The study is entirely based on Ba/F3 cell models. The discussion should acknowledge this limitation and emphasize the need for in vivo validation of CPZ efficacy and safety in AML models, especially since CPZ is a repurposed psychiatric drug with known CNS effects.
Response:
We agree that reliance on Ba/F3 models is a limitation. We have revised the Discussion to acknowledge the lack of in vivo validation and emphasized the need for studies in AML animal models to evaluate CPZ’s efficacy and safety, given its CNS activity (line 540~547 in revision).

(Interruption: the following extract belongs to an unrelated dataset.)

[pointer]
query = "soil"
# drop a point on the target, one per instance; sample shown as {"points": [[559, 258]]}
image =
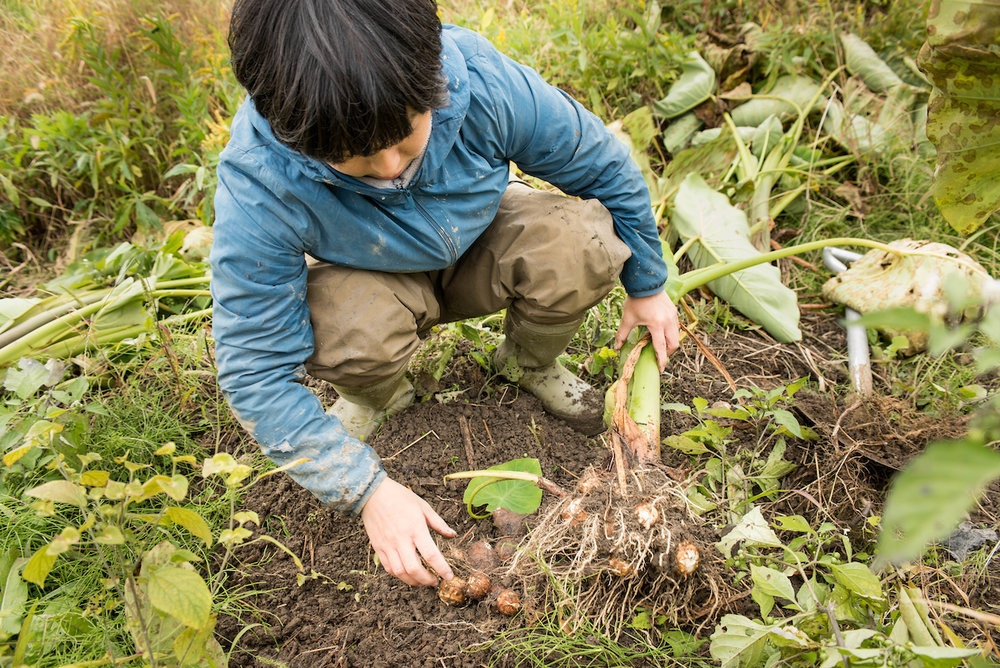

A limitation of our study is that all experiments were performed using Ba/F3 cell models. While these systems are widely used to investigate the oncogenic potential of FLT3 mutations, they do not fully recapitulate the complexity of human AML. Moreover, as CPZ is a repurposed psychiatric drug with known CNS effects, its efficacy and safety must be validated in in vivo AML models before clinical application. Such studies will be essential to establish appropriate dosing strategies that maximize antileukemic activity while minimizing neurological side effects.
Comment 7.
While the data support STAT5 suppression as one mechanism, CPZ also activated AKT/ERK pathways. The discussion briefly notes this, but it would benefit from elaborating on whether these compensatory signaling changes might limit CPZ’s therapeutic effect and how they could be addressed (e.g., by combining with AKT inhibitors).
Response:
We have elaborated in the Discussion on the potential role of compensatory AKT/ERK activation in limiting CPZ’s therapeutic effect. We also note preliminary observations (not shown) where co-treatment with an AKT inhibitor (capivasertib) enhanced CPZ’s activity, suggesting possible future combination strategies (line 509~514 in revision).
These findings indicate that CPZ-induced activation of AKT, and to a lesser extent ERK, may represent compensatory signaling that counteracts its growth-inhibitory effects. Therefore, combining CPZ with inhibitors targeting these pathways, such as AKT inhibitors, could further enhance therapeutic efficacy. Such combination approaches warrant further investigation as potential strategies to overcome compensatory signaling and optimize the clinical benefit of CPZ.
Round 2
Reviewer 1 Report
Comments and Suggestions for AuthorsI appreciate the authors’ detailed and thoughtful responses to my comments. The revisions made to the manuscript, including the addition of quantitative analyses with SEM and statistical testing, clarification of mechanistic differences between FLT3-ITD and FLT3-ITD/F692L cells, expansion of the discussion on pleiotropic effects of CPZ, and consideration of its potential in combination with standard-of-care AML therapies, satisfactorily address all of my concerns. The explanations regarding the additive rather than synergistic effect with the STAT5 inhibitor are clear and consistent with the data presented.
Overall, the authors have made significant improvements that enhance the clarity, rigor, and translational relevance of the work. I believe the manuscript in its current form is suitable for publication.